A 40-year-old Chinese man was admitted with 1-2 Hz spasmodic truncal flexion resembling myoclonus. He was known to be thyrotoxic, and had defaulted antithyroid therapy. Clinical examination revealed truncal flexion from contraction of the rectus abdominis, with no involvement of limbs or face and no jerking in sleep. He was biochemically thyrotoxic. Treatment with clonazepam and propylthiouracil resulted in resolution of the myoclonic jerks within the next 3 weeks. He stopped taking clonazepam within the next 3 months with no recurrence of myoclonus. He remained well until he stopped taking his antithyroid medications 9 months later, when he developed spasmodic truncal jerking again. Biochemical tests confirmed that he was hyperthyroid at this time. These movements ceased within a month of compliance with antithyroid therapy, and he has been well since. MRI of the brain and thoracic spine were unremarkable. Thyrotoxicosis is known to cause chorea and tremors, and has rarely been described in association with myoclonus.

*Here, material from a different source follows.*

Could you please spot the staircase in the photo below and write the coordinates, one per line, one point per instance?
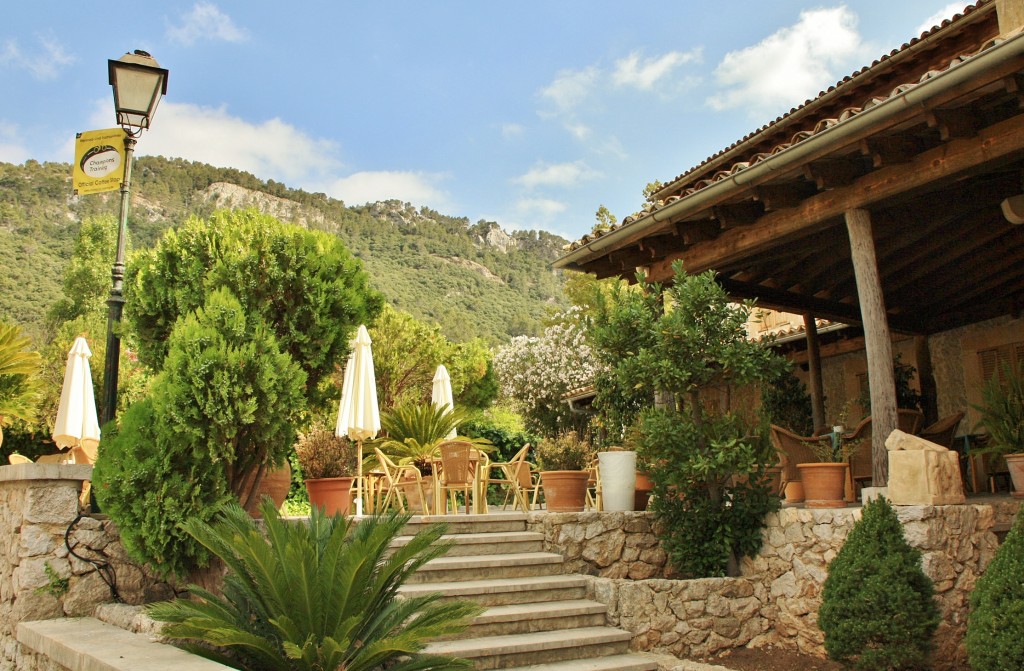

一名40岁的中国男性因出现类似肌阵挛的1-2赫兹痉挛性躯干屈曲而入院。已知他患有甲状腺毒症,且未遵医嘱进行抗甲状腺治疗。临床检查发现,其腹直肌收缩导致躯干屈曲,四肢和面部未受累,睡眠中无抽搐。生化检查显示他处于甲状腺毒症状态。使用氯硝西泮和丙硫氧嘧啶治疗后,肌阵挛性抽搐在接下来的3周内消失。在接下来的3个月内,他停用了氯硝西泮,肌阵挛未复发。他一直状况良好,直到9个月后停止服用抗甲状腺药物,此时他再次出现痉挛性躯干抽搐。生化检查证实他此时甲状腺功能亢进。在遵医嘱进行抗甲状腺治疗1个月内,这些运动停止,此后他一直状况良好。脑部和胸椎的MRI检查无异常。已知甲状腺毒症可引起舞蹈症和震颤,与肌阵挛相关的情况很少被描述。